Les sénateurs ont demandé pourquoi la subvention de 27 millions de dollars pour la construction du Musée canadien des droits de la personne à Winnipeg relevait du ministère de la Diversification de l’économie de l’Ouest et non du ministère du Patrimoine canadien.  Les sénateurs se demandaient également pourquoi cette subvention se trouvait dans le
Budget supplémentaire des dépenses (B), 2003-2004 et si l’on avait fait une demande de financement dans le Budget principal des dépenses, 2003-2004.  Selon M. Joyce, malgré que ce musée reçoive des fonds fédéraux, le gouvernement fédéral en sera ni le propriétaire, ni l’exploitant.  Il s’agissait donc d’un projet de développement économique.

Aucune subvention n’était prévue dans le Budget principal des dépenses, 2003-2004.  Les sommes accordées pour la subvention sont tirées des fonds existant du ministère de la Diversification de l’économie de l’Ouest.

 

   H.  Conseil du Trésor  

En ce qui concerne une somme additionnelle de 417 550 $ en vertu du Crédit 10b pour « initiatives pan gouvernementales […] pour suppléer à d’autres crédits pour appuyer la mise en œuvre d’initiatives de gestion stratégiques entreprises dans la fonction publique du Canada », les sénateurs se sont informés de la nature de ces initiatives et si elles appuyaient la mise en œuvre du projet de loi C-25 portant sur la modernisation de la fonction publique.  M. Joyce a répondu que l’initiative ne visait pas spécifiquement le projet de loi C-25.  En effet, les nouveaux crédits portent sur un certain nombre d’initiatives comprenant notamment des fonds de soutien pour la mise en œuvre d’initiatives régionales visant la modernisation des ressources humaines dans le cadre de l’apprentissage continu.  Les sénateurs ont posé des questions plus précises sur des fonds visant à accroître le recrutement régional dans le cadre de compétitions pour des postes au sein de la fonction publique fédérale.  M. Joyce a indiqué qu’on avait affecté des fonds à cet égard dans le Budget supplémentaire des dépenses (A), 2003-2004.

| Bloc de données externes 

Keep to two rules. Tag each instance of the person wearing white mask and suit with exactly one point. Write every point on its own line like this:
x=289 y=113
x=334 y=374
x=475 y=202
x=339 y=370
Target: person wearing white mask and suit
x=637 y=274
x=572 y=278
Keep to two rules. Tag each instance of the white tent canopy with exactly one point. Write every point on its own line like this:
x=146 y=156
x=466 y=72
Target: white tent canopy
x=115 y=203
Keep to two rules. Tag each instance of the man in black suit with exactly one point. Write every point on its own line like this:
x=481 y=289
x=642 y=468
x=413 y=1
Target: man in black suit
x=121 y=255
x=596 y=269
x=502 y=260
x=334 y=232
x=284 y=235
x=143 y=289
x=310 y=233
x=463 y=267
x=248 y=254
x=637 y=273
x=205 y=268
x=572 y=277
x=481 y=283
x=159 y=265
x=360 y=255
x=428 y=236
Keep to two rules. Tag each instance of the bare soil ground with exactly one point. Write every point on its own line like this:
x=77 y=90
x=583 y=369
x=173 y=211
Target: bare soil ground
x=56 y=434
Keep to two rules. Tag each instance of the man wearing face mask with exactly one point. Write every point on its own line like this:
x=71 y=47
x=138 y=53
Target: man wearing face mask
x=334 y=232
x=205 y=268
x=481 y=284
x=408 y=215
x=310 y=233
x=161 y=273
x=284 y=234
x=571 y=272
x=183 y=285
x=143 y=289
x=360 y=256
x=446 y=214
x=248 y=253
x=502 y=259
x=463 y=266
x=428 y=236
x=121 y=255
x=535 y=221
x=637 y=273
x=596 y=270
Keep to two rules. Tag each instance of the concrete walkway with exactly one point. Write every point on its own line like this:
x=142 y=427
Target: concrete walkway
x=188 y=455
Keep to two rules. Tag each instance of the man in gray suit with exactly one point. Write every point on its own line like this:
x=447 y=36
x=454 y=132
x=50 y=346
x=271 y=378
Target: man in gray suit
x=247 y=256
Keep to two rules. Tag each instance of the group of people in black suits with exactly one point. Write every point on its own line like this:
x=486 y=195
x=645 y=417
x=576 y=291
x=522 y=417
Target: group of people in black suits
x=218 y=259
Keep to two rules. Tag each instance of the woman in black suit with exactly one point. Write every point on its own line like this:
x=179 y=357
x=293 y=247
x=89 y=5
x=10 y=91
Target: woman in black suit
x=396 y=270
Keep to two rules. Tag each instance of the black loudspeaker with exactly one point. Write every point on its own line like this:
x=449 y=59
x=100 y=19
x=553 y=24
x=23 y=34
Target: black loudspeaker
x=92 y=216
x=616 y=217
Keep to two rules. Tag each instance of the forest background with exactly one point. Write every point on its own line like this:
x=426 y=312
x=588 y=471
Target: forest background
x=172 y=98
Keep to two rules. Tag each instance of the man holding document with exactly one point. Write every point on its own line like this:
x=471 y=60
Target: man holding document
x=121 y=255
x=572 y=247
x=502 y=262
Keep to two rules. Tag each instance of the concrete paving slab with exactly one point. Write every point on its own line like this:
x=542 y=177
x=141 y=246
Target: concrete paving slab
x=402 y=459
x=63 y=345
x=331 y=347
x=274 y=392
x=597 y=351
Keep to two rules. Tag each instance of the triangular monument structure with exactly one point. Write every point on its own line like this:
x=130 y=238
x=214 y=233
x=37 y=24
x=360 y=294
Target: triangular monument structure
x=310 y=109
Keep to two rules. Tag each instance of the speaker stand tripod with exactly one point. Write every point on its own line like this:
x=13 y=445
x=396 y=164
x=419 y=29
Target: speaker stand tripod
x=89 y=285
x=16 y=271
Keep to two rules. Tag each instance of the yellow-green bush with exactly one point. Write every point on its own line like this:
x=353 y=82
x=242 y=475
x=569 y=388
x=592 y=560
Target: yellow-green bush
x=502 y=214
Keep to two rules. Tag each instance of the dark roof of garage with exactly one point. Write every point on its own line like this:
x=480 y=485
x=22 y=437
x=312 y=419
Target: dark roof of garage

Un montant détaillé de 10,1 millions de dollars en nouveaux crédits sous le
Crédit 1b a également été demandé.  M. Joyce a expliqué au Comité que ces dépenses de fonctionnement étaient liées à des efforts pour coordonner l’infrastructure et les systèmes informatiques à l’échelle du gouvernement.

 

   I.  Anciens Combattants Canada  

En vertu du Crédit 5b, le Programme des affaires des anciens combattants demande une somme additionnelle de 1,8 million de dollars pour soutenir le Centre Juno Beach en Normandie (France) commémorant la contribution militaire et civile du Canada durant la Seconde Guerre mondiale.  Les sénateurs ont posé des questions sur le coût total du projet et de la contribution fédérale.  M. Joyce a signalé que le coût total du Centre Juno Beach était de 10,1 millions de dollars. La part du gouvernement fédéral était de 23 p. 100 du coût total de la construction du Centre. En plus de ce montant, le gouvernement fédéral a versé 800 000 $ pour les cérémonies d’ouverture et les coûts d’exploitation de la première année. La contribution fédérale totale s’élève donc à 3,1 millions de dollars.

 

   J.  Développement des ressources humaines Canada  

En réponse aux questions sur la réduction de 21 millions de dollars des dépenses législatives de Développement des ressources humaines Canada pour des paiements dans le cadre du Supplément de revenu garanti (SRG), les représentants du Conseil du Trésor ont expliqué que deux facteurs ont eu une incidence sur la réduction estimative : d’une part, une baisse du nombre estimatif de prestataires admissibles a entraîné une réduction des coûts de 155 millions de dollars et, d’autre part, une hausse de la prestation mensuelle moyenne estimative a entraîné une augmentation totale de 134 millions de dollars.